Sound Effects Collection of 18 various well known Riffs, Sirens and Sound Effects.

Timer Flashes Seconds; beeps every 10 secs and reflects Minutes. Plus stopwatch functionality.

Metronome Emulates a metronome. Mode selection: 1/4, 2/4, 3/4 or 4/4 time. Set the beat to anywhere in the range of 20-240 BPM.

readVoltages Reports voltage for a battery (or USB-Vcc volts), or one of two analog inputs to one decimal place 0.1 volts (via the LED display + audio)

Group 6 ------ Morse Code Practice & Exercises

MC Free Form   Free-form Morse code practice. It will adjust to your keying speed as you go.
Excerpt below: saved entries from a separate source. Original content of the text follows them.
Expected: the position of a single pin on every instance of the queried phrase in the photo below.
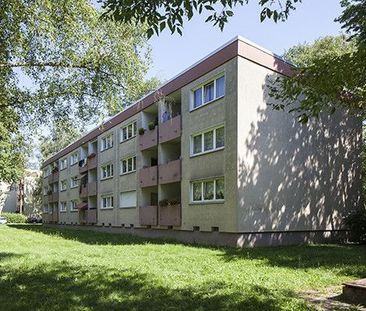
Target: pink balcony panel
(148, 176)
(53, 177)
(91, 216)
(170, 129)
(170, 172)
(83, 191)
(170, 215)
(148, 139)
(148, 215)
(92, 188)
(92, 162)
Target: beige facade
(231, 164)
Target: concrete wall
(218, 163)
(292, 176)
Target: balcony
(148, 139)
(148, 215)
(148, 176)
(170, 172)
(89, 189)
(83, 166)
(170, 129)
(92, 161)
(53, 177)
(170, 215)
A2Z_Morse_Exercise   This tests your ability to key in A thru Z in order. Refer to a Morse Code chart as needed. Characters, properly spaced, may be echoed. The number correct is scored.

Morse_AB_Exercise   Random characters are given and the user is expected to enter the code for the letter following it in the alphabet. The exercise is 12 characters long. Top score: 12 for 12.

MC_Relay_exercise  You write down the letters of a made up 'word' (3 characters) as you hear them. Then try to key them in (as if to relay or re-transmit). You can be re-prompt if desired. You are given the number you got correct after each set of 4 ‘words’, or 12 characters.

MC_Receive_Practice   Practice listening to and making out MC characters at your own pace. Once you feel you duplicated one ‘word’ you go on to the next. You can enable receiving several words at a time.

Tx Line test Practice Transmitting. Key in complete lines as seen on a serial Monitor screen. Each time you complete a line with no errors ~10 characters are added to the test lines. Your words/min. speed is reported after each line.

Extra Group "0" ------ Diagnostics Tools & Utilities

AButton - LED exercise & Reporting. Good for testing multi-button combinations.

An Exercise to test Color operations functionalities, vital to some games, and evaluate drive resistor values for use per LED color.

A Glow-BeepTest used to test Experimental sparkling 'arc' and cyclic 'glow' lighting+sound effects.